Madison Avenue in gergo sono i grandi gestori della spesa pubblicitaria negli USA. Ecco, fino a poco tempo fa, quando varcavi la soglia dei 50 eri uscito dal gioco dei target, facevi il nonno, tiravi alla pensione, insomma non contavi più niente. Adesso sei un grande consumatore. E allora il confine si sposta per reinglobarti.
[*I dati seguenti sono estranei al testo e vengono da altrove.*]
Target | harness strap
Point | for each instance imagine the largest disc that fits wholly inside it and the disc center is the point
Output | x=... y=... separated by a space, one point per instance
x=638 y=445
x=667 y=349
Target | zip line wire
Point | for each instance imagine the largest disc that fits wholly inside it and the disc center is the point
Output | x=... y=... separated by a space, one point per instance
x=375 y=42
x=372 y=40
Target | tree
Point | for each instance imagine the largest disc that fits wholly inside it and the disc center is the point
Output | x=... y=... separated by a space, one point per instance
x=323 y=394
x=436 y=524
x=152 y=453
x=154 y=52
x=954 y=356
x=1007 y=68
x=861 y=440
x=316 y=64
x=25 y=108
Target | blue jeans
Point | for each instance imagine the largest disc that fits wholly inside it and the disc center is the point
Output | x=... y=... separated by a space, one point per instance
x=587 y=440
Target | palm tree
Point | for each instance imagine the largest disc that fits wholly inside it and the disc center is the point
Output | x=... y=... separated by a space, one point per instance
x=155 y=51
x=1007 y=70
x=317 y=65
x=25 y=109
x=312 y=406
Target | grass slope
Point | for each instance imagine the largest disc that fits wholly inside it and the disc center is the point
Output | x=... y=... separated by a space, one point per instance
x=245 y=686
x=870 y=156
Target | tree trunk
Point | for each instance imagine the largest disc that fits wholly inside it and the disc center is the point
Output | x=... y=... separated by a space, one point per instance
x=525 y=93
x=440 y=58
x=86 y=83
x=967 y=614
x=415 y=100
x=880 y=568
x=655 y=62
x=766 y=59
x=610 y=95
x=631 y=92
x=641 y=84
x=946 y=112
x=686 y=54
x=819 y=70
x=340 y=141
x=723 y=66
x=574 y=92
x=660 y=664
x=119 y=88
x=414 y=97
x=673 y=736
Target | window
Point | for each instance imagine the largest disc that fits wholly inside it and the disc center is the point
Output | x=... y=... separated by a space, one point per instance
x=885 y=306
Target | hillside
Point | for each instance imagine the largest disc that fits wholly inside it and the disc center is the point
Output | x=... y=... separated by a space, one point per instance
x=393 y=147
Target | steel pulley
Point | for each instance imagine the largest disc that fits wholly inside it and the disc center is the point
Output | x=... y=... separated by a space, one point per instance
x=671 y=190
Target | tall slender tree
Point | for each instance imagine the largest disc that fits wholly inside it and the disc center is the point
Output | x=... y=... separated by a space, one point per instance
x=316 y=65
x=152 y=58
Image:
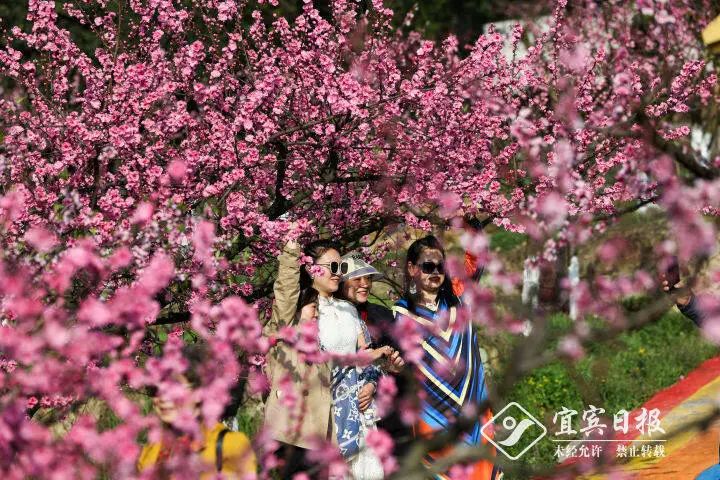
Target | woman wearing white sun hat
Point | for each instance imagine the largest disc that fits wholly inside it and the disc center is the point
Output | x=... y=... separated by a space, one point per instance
x=357 y=280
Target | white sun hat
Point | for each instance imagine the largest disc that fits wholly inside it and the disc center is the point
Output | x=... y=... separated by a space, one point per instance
x=357 y=267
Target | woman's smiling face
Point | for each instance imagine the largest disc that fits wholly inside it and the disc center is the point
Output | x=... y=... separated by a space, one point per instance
x=324 y=281
x=357 y=289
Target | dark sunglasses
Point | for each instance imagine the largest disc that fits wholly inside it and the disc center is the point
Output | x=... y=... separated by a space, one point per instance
x=335 y=267
x=432 y=267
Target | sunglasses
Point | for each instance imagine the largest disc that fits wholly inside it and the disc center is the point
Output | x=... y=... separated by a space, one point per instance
x=432 y=267
x=335 y=267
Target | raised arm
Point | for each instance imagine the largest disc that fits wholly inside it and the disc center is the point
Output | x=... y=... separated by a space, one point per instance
x=286 y=287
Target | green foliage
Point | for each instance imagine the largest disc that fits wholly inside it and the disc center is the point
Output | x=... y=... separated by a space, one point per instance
x=621 y=374
x=503 y=241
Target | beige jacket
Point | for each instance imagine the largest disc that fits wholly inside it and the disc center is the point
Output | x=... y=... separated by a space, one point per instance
x=310 y=416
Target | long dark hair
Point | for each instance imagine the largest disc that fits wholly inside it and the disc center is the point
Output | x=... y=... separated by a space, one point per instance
x=413 y=254
x=315 y=250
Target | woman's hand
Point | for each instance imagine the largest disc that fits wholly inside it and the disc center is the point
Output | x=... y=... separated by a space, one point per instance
x=365 y=395
x=394 y=362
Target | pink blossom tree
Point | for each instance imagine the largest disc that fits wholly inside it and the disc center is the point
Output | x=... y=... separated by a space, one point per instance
x=152 y=181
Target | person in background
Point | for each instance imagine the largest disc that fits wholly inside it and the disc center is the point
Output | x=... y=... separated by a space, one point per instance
x=357 y=282
x=428 y=300
x=295 y=427
x=688 y=305
x=224 y=451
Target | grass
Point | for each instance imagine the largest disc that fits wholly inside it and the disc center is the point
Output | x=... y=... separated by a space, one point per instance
x=622 y=374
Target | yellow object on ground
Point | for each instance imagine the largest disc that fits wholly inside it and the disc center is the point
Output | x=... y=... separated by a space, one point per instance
x=238 y=458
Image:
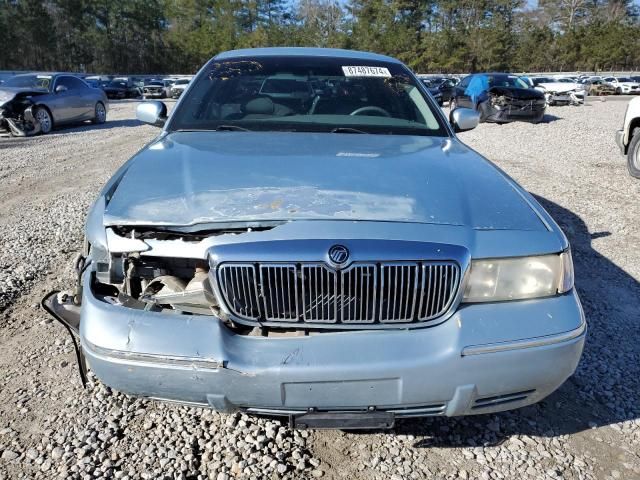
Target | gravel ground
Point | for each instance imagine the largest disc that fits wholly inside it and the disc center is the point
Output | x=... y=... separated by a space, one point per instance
x=51 y=428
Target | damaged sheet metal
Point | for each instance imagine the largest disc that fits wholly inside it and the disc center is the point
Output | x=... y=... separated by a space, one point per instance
x=16 y=114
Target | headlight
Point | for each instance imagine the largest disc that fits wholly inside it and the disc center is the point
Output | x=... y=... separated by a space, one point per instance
x=519 y=278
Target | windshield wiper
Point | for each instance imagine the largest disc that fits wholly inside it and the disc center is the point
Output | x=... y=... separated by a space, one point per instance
x=346 y=130
x=230 y=128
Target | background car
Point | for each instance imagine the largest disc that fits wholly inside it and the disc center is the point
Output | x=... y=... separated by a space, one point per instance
x=628 y=138
x=33 y=103
x=561 y=91
x=499 y=98
x=156 y=89
x=624 y=85
x=599 y=87
x=442 y=86
x=120 y=88
x=179 y=86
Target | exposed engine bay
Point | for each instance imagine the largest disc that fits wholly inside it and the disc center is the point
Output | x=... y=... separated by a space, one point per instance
x=17 y=115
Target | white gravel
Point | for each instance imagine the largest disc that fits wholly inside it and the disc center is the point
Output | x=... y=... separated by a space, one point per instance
x=51 y=428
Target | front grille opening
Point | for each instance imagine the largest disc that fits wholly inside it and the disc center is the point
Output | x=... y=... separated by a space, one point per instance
x=501 y=399
x=364 y=293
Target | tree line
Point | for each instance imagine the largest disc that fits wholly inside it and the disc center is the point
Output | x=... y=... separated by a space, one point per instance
x=171 y=36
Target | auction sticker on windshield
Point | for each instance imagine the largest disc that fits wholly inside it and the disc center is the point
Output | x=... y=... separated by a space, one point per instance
x=363 y=71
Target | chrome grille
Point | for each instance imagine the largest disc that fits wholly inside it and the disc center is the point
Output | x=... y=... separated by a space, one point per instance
x=364 y=293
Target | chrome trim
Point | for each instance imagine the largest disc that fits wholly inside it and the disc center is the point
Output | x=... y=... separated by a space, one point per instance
x=363 y=293
x=526 y=343
x=313 y=252
x=154 y=360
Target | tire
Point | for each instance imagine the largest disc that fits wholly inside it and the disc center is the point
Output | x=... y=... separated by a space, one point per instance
x=100 y=114
x=633 y=154
x=43 y=116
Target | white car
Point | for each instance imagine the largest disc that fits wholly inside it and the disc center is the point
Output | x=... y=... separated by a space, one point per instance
x=628 y=138
x=560 y=91
x=624 y=85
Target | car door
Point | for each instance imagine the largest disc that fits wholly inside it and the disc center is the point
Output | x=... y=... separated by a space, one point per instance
x=62 y=107
x=461 y=97
x=84 y=97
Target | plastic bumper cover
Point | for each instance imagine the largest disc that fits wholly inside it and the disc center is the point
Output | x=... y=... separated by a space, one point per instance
x=485 y=358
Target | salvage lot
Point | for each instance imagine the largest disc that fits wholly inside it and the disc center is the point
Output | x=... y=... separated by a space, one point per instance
x=50 y=427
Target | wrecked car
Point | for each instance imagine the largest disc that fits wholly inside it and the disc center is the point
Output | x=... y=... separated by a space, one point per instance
x=331 y=255
x=560 y=91
x=499 y=98
x=35 y=103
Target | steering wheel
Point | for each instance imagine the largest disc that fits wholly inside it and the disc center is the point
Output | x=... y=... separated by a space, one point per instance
x=370 y=108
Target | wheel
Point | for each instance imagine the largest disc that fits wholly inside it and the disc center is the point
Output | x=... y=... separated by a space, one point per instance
x=633 y=155
x=101 y=114
x=43 y=117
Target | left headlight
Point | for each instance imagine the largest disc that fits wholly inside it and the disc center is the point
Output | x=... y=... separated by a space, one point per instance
x=495 y=280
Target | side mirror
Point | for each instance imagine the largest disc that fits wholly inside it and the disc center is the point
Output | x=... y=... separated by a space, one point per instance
x=154 y=113
x=463 y=119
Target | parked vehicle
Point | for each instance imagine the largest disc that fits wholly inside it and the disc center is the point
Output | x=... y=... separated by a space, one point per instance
x=339 y=258
x=440 y=87
x=179 y=86
x=120 y=88
x=624 y=85
x=599 y=87
x=156 y=89
x=628 y=138
x=499 y=98
x=560 y=91
x=35 y=103
x=434 y=91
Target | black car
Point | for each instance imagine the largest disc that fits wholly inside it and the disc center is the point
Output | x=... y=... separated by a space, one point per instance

Insomma i budget dicono che andiamo seguiti fino ai capelli bianchi, perché nessuno come noi ha potuto - e in alcuni casi saputo - mettere insieme alti stipendi, posto assicurato, abitudini a consumare e capacità di farlo. Prima dei baby boomer c'erano i nonni ultrarisparmiatori, vittime delle guerre continue, dopo noi baby boomer c'è l'umanità dolente di chi il suo reddito deve conciliarlo con mercati sempre più mobili e con un benessere ancora tutto da conquistare.

Ecco, gli piaciamo noi baby boomer. Almeno in America. Da noi... beh da noi è tutto diverso, c'è il caso italiano. E' che il baby boomer italiano non ha mica guadagnato così tanto come l'equivalente americano o nord europeo: è andato in pensione baby, magari, questo sì. E' un baby- retiree, come gli steward Alitalia che in questo periodo scoprono in massa di avere la fobia del volo - ma pensa te - e vanno in pensione a 45 anni, con 1300 euro al mese che paghiamo noi che ancora lavoriamo (e i nostri figli che ancora non lavorano). O come i nostri amici già a riposo da qualche anno, fin da quando ne avevano 49 o 50.

Mi hanno lasciato da solo a lavorare. Ma io qui ci sto bene, sono un un vecchio filo americano. Voglio morire lavorando e producendo, e facendo tutte le cose che fanno i baby boomer scostumati, consumisti e anche stakanovisti.